1 // SPDX-License-Identifier: GPL-2.0
2 /*
3  * Copyright 2020 Amazon.com, Inc. or its affiliates. All Rights Reserved.
4  */
5 
6 /**
7  * DOC: Nitro Enclaves (NE) PCI device driver.
8  */
9 
10 #include <linux/delay.h>
11 #include <linux/device.h>
12 #include <linux/list.h>
13 #include <linux/module.h>
14 #include <linux/mutex.h>
15 #include <linux/nitro_enclaves.h>
16 #include <linux/pci.h>
17 #include <linux/types.h>
18 #include <linux/wait.h>
19 
20 #include "ne_misc_dev.h"
21 #include "ne_pci_dev.h"
22 
23 /**
24  * NE_DEFAULT_TIMEOUT_MSECS - Default timeout to wait for a reply from
25  *			      the NE PCI device.
26  */
27 #define NE_DEFAULT_TIMEOUT_MSECS	(120000) /* 120 sec */
28 
29 static const struct pci_device_id ne_pci_ids[] = {
30 	{ PCI_DEVICE(PCI_VENDOR_ID_AMAZON, PCI_DEVICE_ID_NE) },
31 	{ 0, }
32 };
33 
34 MODULE_DEVICE_TABLE(pci, ne_pci_ids);
35 
36 /**
37  * ne_submit_request() - Submit command request to the PCI device based on the
38  *			 command type.
39  * @pdev:		PCI device to send the command to.

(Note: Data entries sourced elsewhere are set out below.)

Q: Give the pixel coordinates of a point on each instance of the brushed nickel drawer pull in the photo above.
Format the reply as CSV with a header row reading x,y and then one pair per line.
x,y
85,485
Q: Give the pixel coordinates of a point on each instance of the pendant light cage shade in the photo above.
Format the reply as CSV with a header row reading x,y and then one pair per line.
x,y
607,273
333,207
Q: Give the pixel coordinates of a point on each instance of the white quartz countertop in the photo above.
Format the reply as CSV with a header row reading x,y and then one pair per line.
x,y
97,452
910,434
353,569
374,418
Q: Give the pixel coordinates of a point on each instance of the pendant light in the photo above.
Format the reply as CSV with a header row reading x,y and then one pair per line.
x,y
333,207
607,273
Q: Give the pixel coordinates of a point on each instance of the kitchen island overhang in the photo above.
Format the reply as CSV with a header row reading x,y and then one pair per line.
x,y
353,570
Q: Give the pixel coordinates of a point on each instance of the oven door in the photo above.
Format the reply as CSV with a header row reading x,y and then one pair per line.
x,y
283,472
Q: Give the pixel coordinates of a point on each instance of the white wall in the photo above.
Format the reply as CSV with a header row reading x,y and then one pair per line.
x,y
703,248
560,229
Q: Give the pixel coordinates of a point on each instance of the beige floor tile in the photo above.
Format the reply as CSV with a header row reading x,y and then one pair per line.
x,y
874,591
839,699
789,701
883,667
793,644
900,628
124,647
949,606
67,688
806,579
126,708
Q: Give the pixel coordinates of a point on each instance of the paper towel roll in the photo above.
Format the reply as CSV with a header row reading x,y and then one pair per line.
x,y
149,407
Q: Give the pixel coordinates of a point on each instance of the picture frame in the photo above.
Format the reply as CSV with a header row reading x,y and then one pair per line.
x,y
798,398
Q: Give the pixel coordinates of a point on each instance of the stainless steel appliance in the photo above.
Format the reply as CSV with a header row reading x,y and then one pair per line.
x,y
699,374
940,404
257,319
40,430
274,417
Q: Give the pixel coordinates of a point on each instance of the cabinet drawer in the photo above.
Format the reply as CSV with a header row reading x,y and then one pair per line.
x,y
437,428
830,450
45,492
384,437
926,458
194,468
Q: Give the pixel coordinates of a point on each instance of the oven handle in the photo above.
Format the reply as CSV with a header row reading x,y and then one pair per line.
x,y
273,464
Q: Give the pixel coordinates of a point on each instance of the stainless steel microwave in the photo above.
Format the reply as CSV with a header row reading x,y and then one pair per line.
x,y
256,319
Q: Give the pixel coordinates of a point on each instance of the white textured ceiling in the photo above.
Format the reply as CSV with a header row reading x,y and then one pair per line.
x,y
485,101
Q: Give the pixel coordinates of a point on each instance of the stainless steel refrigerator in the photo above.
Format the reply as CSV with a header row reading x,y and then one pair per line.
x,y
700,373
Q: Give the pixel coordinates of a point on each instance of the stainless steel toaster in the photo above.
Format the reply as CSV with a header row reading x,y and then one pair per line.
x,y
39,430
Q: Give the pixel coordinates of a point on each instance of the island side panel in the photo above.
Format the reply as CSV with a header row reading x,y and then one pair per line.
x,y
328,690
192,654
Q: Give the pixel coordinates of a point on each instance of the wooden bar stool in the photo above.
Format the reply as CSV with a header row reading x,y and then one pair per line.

40  * @cmd_type:		Command type of the request sent to the PCI device.
41  * @cmd_request:	Command request payload.
42  * @cmd_request_size:	Size of the command request payload.
43  *
44  * Context: Process context. This function is called with the ne_pci_dev mutex held.
45  */
46 static void ne_submit_request(struct pci_dev *pdev, enum ne_pci_dev_cmd_type cmd_type,
47 			      void *cmd_request, size_t cmd_request_size)
48 {
49 	struct ne_pci_dev *ne_pci_dev = pci_get_drvdata(pdev);
50 
51 	memcpy_toio(ne_pci_dev->iomem_base + NE_SEND_DATA, cmd_request, cmd_request_size);
52 
53 	iowrite32(cmd_type, ne_pci_dev->iomem_base + NE_COMMAND);
54 }
55 
56 /**
57  * ne_retrieve_reply() - Retrieve reply from the PCI device.
58  * @pdev:		PCI device to receive the reply from.
59  * @cmd_reply:		Command reply payload.
60  * @cmd_reply_size:	Size of the command reply payload.
61  *
62  * Context: Process context. This function is called with the ne_pci_dev mutex held.
63  */
64 static void ne_retrieve_reply(struct pci_dev *pdev, struct ne_pci_dev_cmd_reply *cmd_reply,
65 			      size_t cmd_reply_size)
66 {
67 	struct ne_pci_dev *ne_pci_dev = pci_get_drvdata(pdev);
68 
69 	memcpy_fromio(cmd_reply, ne_pci_dev->iomem_base + NE_RECV_DATA, cmd_reply_size);
70 }
71 
72 /**
73  * ne_wait_for_reply() - Wait for a reply of a PCI device command.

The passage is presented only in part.